Mais tout n’est pas noir… il y a quand même des éléments intéressants qui m’ont gardé le nez dans le livre. Les chapitres sont assez courts et plusieurs sont d’une grande intensité. Il y a de l’action et du mystère ainsi qu’une description intéressante des lieux historiques.

Si vous êtes amateurs d’occultisme, de mystère et d’intrigues évoquant un péril possible de l’équilibre mondial, vous pourriez  apprécier ce livre à la condition de ne pas avoir trop d’attente car toute l’intrigue repose sur un secret qui doit être protégé même au prix de la vie. C’est une variation très ordinaire sur un thème archi connu.  Si c’est votre baptême du genre, vous pourriez vous en tirer avec une petite déception sur le manque d’envergure et sur le ptit coté *guerre de gang*. C’est lisible, mais ça s’arrête là.

JAILU
FEVRIER 2013

(En Complément…)

Robert Langdon VS Le Symbole Perdu

Avant de lire LE SYMBOLE PERDU je m’attendais à une suite d’énigmes à résoudre, un rallye à travers un dédale de monuments historiques et de passages secrets, ponctués de symboles occultes et où l’on serait confronté à des personnages dont les motivations réelles sont incertaines. Gentils, méchants ou peut-être même super-vilains? Réponse dans 400 pages. Le tout sur une trame d’urgence et d’apocalypse imminente et dans une atmosphère de nuit sans fin. J’étais pas loin de la vérité.

L’histoire se déroule au cour d’une nuit, dans Washington. Notre Robert Langdon  y arrive, convoqué d’urgence par un vieil ami, Peter Solomon. Langdon fera une découverte macabre qui initiera une quête à travers la ville, une course contre la montre dans les arcanes de la franc-maçonnerie et dont l’objectif est de sauver son ami. Mais est-il étrange que l’élite de la CIA prennent l’affaire autant à coeur? Quelles sont les intentions réelles du séquestreur de Solomon?

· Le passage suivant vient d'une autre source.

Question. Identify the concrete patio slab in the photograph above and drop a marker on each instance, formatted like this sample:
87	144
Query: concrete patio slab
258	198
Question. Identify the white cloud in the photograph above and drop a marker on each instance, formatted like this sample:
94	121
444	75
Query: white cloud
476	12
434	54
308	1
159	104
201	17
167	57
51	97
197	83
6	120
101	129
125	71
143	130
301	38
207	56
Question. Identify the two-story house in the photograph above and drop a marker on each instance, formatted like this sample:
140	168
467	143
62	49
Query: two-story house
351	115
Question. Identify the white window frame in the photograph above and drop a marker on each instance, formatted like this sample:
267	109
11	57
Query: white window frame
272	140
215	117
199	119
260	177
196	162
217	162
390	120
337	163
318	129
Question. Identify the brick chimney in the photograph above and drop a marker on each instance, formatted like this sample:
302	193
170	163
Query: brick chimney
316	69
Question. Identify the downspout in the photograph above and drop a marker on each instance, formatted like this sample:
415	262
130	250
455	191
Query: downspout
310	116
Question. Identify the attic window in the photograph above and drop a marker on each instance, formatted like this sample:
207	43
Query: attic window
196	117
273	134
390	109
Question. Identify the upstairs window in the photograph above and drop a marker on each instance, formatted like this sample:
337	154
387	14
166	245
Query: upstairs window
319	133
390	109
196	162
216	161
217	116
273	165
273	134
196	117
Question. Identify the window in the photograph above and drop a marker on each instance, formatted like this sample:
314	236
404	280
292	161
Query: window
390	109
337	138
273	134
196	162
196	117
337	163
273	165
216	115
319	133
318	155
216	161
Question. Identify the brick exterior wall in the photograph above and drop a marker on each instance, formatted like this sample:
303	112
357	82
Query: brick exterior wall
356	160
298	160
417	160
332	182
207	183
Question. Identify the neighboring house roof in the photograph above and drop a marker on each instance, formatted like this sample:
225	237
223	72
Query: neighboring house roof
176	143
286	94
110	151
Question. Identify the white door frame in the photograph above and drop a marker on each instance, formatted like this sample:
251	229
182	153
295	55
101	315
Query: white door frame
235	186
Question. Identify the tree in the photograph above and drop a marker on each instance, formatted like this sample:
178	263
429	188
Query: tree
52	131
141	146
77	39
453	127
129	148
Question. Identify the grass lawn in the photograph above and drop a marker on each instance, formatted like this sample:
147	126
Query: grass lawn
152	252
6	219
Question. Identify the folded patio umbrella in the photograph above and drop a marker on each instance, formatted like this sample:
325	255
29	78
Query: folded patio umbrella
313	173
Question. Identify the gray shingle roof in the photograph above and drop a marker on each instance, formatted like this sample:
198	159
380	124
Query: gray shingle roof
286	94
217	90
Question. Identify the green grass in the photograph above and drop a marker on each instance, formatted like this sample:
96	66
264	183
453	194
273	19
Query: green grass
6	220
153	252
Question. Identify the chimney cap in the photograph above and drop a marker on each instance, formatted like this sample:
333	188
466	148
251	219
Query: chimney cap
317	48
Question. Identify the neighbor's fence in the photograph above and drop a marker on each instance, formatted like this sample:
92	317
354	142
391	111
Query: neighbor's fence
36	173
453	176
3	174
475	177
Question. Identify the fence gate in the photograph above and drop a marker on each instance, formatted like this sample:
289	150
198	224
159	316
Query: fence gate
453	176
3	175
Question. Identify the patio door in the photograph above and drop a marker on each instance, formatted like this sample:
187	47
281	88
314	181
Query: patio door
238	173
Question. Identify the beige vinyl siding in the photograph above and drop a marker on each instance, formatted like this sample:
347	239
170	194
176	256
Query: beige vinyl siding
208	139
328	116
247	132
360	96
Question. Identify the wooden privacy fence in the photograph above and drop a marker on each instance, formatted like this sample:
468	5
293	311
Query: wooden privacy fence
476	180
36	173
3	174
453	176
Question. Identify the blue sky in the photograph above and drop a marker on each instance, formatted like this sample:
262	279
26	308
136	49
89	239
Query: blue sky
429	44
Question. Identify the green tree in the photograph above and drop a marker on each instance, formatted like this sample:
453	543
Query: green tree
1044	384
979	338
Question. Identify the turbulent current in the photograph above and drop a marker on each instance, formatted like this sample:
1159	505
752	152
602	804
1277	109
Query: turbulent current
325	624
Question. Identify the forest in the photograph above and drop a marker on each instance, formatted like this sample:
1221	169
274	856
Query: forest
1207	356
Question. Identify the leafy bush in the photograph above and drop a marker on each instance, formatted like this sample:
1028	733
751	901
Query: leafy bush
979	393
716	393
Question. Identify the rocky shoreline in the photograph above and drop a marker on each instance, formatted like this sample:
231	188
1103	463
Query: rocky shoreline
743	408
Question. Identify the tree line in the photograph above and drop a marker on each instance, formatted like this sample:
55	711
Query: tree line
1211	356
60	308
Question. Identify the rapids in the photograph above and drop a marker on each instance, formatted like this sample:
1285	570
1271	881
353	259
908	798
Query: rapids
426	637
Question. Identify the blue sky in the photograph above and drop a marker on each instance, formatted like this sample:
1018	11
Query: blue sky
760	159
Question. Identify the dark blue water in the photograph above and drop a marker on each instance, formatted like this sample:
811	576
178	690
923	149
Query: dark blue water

Brown manipule très bien le suspense, il a le sens des coups de théâtre et à mon avis, il réussit à bien doser et répartir la matière (occultisme, symbologie, histoire) nécessaire à l’évolution de l’intrigue, mais il importe que le lecteur ai un certain intérêt. Si vous n’avez pas aimé Da Vinci Code et Anges et Démons, vous n’aimerez sans doute pas Le symbole perdue. L’auteur tisse ses intrigues toujours de la même façon, les personnages ont souvent les mêmes profils, l’atmosphère précipitée et tendue est la même, et le terreau dans lequel se développe le tout reste les symboles occultes et les messages codés. Personnellement… j’ai bien aimé!